Vestiges de l’église, vue par drone depuis le sud-est.

Vestiges de l’église, vue par drone depuis le sud-est. © Dec Topo pour Hadès 2024

Deux églises successives

L’ensemble est construit à l’aplomb d’une rupture de pente au nord-ouest d’un plateau rocheux qui domine la vallée de la Touloubre, traversée par l’antique via Aurelia. Le choix de cette implantation a constitué un atout majeur pour le site. Les premiers résultats de l’étude archéologique ont révélé une nef unique à trois travées, dont il ne subsiste aujourd’hui que deux travées du mur nord conservé sur 8,40 m d’élévation. Sa couverture s’est effondrée et le sol a été remblayé sur une épaisseur assez importante pour permettre l’aménagement des caveaux du cimetière. Aussi la hauteur primitive de l’église devait-elle être bien plus importante. À l’intérieur, deux arcs semi-brisés à double rouleau supportés par trois piliers à ressauts de belle facture sont préservés. La nef était couverte d’une voûte en pierres de taille soulignée par une corniche filante moulurée. Les trois contreforts qui viennent contrebuter le mur nord étaient bâtis avec ce même appareil. Le parement extérieur du mur était, lui, construit à l’aide de petits moellons et blocs puis couvert d’enduit. Compte-tenu de ces caractéristiques, cet édifice ne peut correspondre à celui de la dédicace de 1026. Il s’agit là d’une seconde église, édifiée dans la première moitié du XIIe siècle, peut-être bâtie sur la précédente comme il est courant en Provence à cette époque. La chronologie de l’ouvrage a été confirmée par des datations au radiocarbone réalisées sur des charbons incrustés dans le mortier de blocage des piliers de la nef.

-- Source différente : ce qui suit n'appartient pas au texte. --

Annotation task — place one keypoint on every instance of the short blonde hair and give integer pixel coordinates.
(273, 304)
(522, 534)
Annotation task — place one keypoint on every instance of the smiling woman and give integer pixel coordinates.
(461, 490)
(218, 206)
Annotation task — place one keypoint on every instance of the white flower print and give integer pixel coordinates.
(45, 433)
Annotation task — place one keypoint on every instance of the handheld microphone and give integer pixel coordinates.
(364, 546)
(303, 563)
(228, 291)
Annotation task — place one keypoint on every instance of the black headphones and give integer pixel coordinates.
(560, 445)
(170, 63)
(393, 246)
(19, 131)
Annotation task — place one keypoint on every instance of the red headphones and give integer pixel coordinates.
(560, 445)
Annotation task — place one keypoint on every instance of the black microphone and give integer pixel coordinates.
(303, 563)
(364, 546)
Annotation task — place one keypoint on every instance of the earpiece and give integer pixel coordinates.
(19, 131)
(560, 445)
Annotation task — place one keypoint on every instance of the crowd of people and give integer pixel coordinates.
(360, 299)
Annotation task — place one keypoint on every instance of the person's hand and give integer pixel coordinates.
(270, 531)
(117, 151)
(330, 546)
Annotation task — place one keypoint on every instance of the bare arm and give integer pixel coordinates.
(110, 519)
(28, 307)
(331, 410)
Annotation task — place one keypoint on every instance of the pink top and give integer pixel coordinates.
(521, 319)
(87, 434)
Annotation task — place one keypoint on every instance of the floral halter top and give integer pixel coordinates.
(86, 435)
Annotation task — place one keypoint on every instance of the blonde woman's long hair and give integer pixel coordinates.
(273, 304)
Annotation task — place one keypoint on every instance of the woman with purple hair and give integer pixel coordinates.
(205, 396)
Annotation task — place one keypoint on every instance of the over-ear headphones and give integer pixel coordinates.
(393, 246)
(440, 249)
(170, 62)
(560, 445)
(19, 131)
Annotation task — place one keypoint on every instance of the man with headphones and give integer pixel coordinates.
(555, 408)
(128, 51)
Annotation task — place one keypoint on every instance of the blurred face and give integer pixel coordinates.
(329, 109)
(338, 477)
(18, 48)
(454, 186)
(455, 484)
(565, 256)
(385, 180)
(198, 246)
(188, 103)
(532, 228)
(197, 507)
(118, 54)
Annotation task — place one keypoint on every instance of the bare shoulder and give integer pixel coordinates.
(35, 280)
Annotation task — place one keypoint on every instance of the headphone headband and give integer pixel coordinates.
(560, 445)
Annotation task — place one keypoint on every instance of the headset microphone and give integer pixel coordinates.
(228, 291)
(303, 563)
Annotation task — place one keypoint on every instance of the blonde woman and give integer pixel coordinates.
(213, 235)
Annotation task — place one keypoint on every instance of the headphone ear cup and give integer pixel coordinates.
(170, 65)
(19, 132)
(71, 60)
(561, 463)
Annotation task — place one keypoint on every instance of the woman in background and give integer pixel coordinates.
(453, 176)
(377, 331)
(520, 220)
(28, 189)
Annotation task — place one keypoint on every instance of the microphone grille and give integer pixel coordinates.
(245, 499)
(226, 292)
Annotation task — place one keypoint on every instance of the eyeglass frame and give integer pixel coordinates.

L’ajout d’un complexe prieural

Puis, entre le milieu du XIIe et le premier tiers du XIIIe siècle, vient s’adosser à l’ouest de l’église un édifice quadrangulaire dont il ne reste aujourd’hui que l’espace en sous-sol, logé au sein d’un mur de soutènement bâti en grand appareil de taille en calcaire local d’Éguilles. Ce mur massif forme un glacis à l’angle de l’enclos cémétérial. Au nord, deux baies étroites fournissent l’unique source de lumière. L’espace souterrain de cette annexe est scindé en deux parts égales par un mur de refend ajouré de trois arcatures en berceau brisé. Le parement de ces salles jumelées est à noter : chacune est couverte d’une voûte en berceau brisé qui repose sur une corniche filante en quart-de-rond couronnant les élévations. Les travaux ont mis au jour, d’une part, le niveau de circulation des salles, qui correspond au substrat aplani du plateau calcaire, et, d’autre part, l’escalier primitif en pierres de taille qui les distribue. De plus, le dégagement des terres accumulées au-dessus des voûtes des salles basses a permis d’observer des lambeaux du sol dallé de la pièce supérieure. L’ensemble formé par l’église et son annexe occidentale est ruiné au XVIe siècle. Il faut attendre le siècle suivant pour que d’importants travaux de réparation affectent la première, notamment avec la reconstruction des contreforts. À cette même période, des aménagements sont menés dans les salles basses en lien avec l’occupation d’un ermite mentionné par les textes.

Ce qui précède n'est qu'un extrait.